Intended for healthcare professionals

Education And Debate

Some observations on attempts to measure appropriateness of care

BMJ 1994; 309 doi: https://doi.org/10.1136/bmj.309.6956.730 (Published 17 September 1994) Cite this as: BMJ 1994;309:730
  1. N R Hicks
  1. Department of Public Health and Health Policy, Oxfordshire Health Authority, Headington, Oxford OX3 9DZ.
  • Accepted 6 June 1994

There are a growing number of published studies that suggest that much health care is delivered inappropriately. There are calls for measures of appropriateness to be used by purchasers and others to regulate or influence the delivery of health care. This paper explores assumptions inherent in results generated by a leading measure of appropriateness and concludes that there are considerable uncertainties about the measure's meaning, the magnitude of bias that it contains, and the degree to which its application can be generalised. Some of these uncertainties could be resolved if the tacit assumptions inherent in the generation of the criteria could be made explicit. Existing measures of appropriateness are not yet sufficiently robust to be used with confidence to influence or control the delivery of health care. They may have a use as an aid rather than as a constraint in clinical decision making.

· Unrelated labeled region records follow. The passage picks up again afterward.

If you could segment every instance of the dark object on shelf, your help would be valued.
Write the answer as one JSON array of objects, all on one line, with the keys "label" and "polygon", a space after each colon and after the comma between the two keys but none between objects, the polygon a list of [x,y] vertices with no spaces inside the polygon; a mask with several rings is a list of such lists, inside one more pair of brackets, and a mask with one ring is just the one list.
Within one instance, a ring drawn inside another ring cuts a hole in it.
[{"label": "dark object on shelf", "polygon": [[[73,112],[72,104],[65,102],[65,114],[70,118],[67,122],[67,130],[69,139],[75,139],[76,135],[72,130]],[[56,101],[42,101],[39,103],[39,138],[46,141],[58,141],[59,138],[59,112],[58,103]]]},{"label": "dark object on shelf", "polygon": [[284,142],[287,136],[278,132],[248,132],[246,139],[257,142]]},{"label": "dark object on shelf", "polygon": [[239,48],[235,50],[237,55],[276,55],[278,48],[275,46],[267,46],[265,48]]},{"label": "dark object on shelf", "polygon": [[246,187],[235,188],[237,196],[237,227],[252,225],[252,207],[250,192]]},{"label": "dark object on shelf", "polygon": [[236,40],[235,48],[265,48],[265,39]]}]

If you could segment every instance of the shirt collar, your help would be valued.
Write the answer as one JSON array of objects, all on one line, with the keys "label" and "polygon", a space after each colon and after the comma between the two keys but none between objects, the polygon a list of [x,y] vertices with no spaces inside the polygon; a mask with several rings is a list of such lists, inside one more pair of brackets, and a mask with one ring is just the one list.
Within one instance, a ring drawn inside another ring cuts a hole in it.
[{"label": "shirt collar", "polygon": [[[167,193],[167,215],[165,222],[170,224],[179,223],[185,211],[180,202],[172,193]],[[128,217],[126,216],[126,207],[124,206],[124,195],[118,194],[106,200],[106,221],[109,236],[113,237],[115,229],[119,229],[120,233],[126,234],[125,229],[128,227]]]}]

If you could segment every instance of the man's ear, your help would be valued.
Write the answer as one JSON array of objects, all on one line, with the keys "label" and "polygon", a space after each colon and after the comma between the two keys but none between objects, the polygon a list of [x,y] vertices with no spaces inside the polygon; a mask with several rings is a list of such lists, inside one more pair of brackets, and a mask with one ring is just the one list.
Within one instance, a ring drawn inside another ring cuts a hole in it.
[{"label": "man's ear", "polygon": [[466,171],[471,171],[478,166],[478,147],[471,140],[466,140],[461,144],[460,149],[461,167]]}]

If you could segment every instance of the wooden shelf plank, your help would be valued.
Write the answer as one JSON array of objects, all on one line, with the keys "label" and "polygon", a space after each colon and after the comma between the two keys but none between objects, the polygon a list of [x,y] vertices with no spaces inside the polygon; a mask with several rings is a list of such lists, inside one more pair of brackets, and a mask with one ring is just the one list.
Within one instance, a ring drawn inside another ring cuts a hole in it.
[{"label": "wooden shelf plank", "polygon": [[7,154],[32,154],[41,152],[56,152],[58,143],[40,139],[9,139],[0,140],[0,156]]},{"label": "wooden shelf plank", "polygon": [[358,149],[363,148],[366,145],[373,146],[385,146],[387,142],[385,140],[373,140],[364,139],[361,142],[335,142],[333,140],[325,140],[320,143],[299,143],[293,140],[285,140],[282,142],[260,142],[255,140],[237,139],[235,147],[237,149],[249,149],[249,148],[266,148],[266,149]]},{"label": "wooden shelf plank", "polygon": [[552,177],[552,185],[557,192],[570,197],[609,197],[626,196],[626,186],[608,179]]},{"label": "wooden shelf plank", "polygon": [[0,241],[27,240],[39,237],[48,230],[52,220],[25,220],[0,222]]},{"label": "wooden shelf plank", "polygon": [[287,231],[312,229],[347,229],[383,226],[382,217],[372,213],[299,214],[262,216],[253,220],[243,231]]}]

A randomised controlled trial could resolve whether patients achieve better outcomes if their care is influenced by appropriateness criteria.

A leading article by Brook published in the BMJ recently identified appropriateness as “the next frontier” in the development of clinical practice.1 It argued that, firstly, there is too much information about medical practice for any doctor to assimilate all the information relevant to their practice. It is therefore impossible to “practise good medicine without additional help.” Secondly, for this (and other reasons) many patients receive care that is “inappropriate” (contributing to overuse of health care) and many others are not offered “appropriate” care (underuse of health care). Thirdly, the appropriateness of care can be measured, and, finally, the application of measures of appropriateness can reduce or eliminate both overuse and underuse of medical interventions.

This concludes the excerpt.